This is an archived article that was published on sltrib.com in 2012, and information in the article may be outdated. It is provided only for personal research purposes and may not be reprinted.
Peter Metcalf took the governor up on his suggestion. He quit.
The head of Holladay-based Black Diamond Equipment had written a guest column chiding Utah's efforts to control federal lands.
Gov. Gary Herbert, unhappy with the public scolding, then offered Metcalf a behind-the-scenes suggestion: Collaborate or resign from the state's Ski and Snowboard Industry Working Group.
Metcalf chose the latter, announcing last week he is leaving the panel.
"[Herbert's] policies are dangerous not only for the vitality of Utah's vibrant, active outdoor-recreation industry, but for tourism, biodiversity and a healthy environment for its citizens as well," Metcalf said
Metcalf opposes legislation Herbert signed asserting Utah's right to control federal lands within the state. He also objects to a lawsuit seeking rights to thousands of disputed roads across federal lands along with proposed federal legislation to link Canyons and Solitude ski resorts by gondola.
In his March 1 Salt Lake Tribune opinion piece, Metcalf wrote that outdoor recreation contributes $5.8 billion annually and supports 65,000 Utah jobs. He also argued that the state's wild places help lure businesses.
"These folks are killing the goose that lays the golden egg," he wrote of Herbert and state lawmakers.
Herbert's office rejected that criticism Monday.
"Mr. Metcalf has again demonstrated his preference to play political games through the press rather than constructively engage in the meaningful collaborative process to which he was invited," spokeswoman Ally Isom wrote. "Gov. Herbert has repeatedly stated that opportunities for outdoor recreation are important to Utah's economy and quality of life, and are a key consideration in every public-lands policy decision."

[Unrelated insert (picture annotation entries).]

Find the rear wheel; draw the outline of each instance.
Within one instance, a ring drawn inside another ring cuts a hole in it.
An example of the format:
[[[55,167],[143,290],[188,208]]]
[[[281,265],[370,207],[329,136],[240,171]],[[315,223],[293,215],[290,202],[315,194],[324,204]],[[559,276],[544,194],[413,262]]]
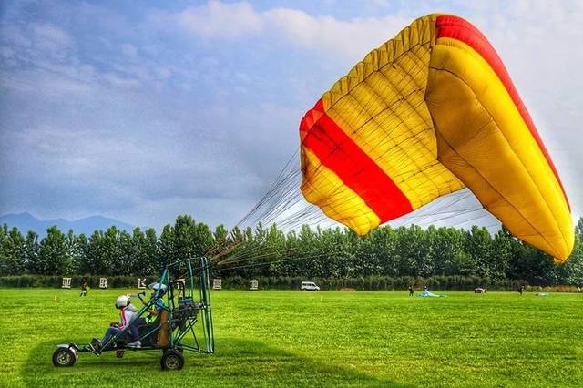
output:
[[[57,348],[53,353],[53,365],[73,366],[77,361],[77,354],[69,348]]]
[[[169,349],[162,354],[160,366],[164,371],[179,371],[184,366],[184,356],[179,351]]]

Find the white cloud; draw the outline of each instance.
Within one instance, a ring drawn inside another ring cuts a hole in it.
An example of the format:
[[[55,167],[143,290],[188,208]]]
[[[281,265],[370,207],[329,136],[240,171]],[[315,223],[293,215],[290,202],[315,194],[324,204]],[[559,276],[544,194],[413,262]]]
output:
[[[166,17],[205,38],[237,40],[261,35],[351,58],[362,56],[372,46],[382,45],[412,20],[393,15],[339,20],[328,15],[312,16],[292,8],[260,12],[248,3],[220,1],[189,7]]]
[[[237,38],[262,29],[261,15],[247,3],[211,1],[207,5],[189,7],[175,17],[183,28],[208,37]]]

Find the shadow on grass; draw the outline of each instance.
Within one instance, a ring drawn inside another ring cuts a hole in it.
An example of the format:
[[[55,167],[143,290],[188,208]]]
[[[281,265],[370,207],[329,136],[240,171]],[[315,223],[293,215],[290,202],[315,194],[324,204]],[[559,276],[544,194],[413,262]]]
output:
[[[327,364],[240,339],[218,340],[215,354],[185,352],[186,364],[178,372],[160,371],[161,351],[127,352],[123,359],[115,352],[81,353],[75,366],[56,368],[55,349],[51,342],[30,351],[22,374],[26,386],[405,386],[360,373],[357,366]]]

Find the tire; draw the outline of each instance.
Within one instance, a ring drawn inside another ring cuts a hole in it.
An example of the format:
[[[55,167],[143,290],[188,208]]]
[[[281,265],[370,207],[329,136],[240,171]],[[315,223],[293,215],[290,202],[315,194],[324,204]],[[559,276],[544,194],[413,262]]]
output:
[[[160,366],[163,371],[179,371],[184,366],[184,356],[179,351],[169,349],[162,354]]]
[[[56,348],[53,353],[53,365],[59,367],[73,366],[77,362],[77,354],[69,348]]]

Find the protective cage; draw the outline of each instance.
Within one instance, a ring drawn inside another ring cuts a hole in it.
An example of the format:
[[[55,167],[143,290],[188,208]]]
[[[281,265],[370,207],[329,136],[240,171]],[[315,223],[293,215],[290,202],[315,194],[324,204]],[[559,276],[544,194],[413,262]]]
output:
[[[163,351],[160,364],[165,370],[178,370],[184,365],[182,352],[213,353],[214,332],[209,281],[209,262],[206,258],[186,259],[167,265],[152,296],[146,301],[143,294],[137,296],[143,306],[132,321],[137,325],[139,348],[127,345],[130,325],[114,335],[99,347],[77,346],[75,343],[58,345],[53,354],[55,366],[72,366],[79,352],[101,355],[105,352],[117,352],[122,357],[126,351]],[[158,308],[159,313],[152,322],[146,317]],[[197,324],[198,322],[199,324]],[[135,339],[134,339],[135,341]]]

The governor's office released the March 27 letter in which Herbert suggested Metcalf resign if he "cannot work in a spirit of collaboration." In it, the governor wrote that the gear-company owner was welcome to stay on if he could offer "constructive input," but said "real progress is made by stakeholders working together and negotiating in good faith, not by trading barbs in the editorial pages."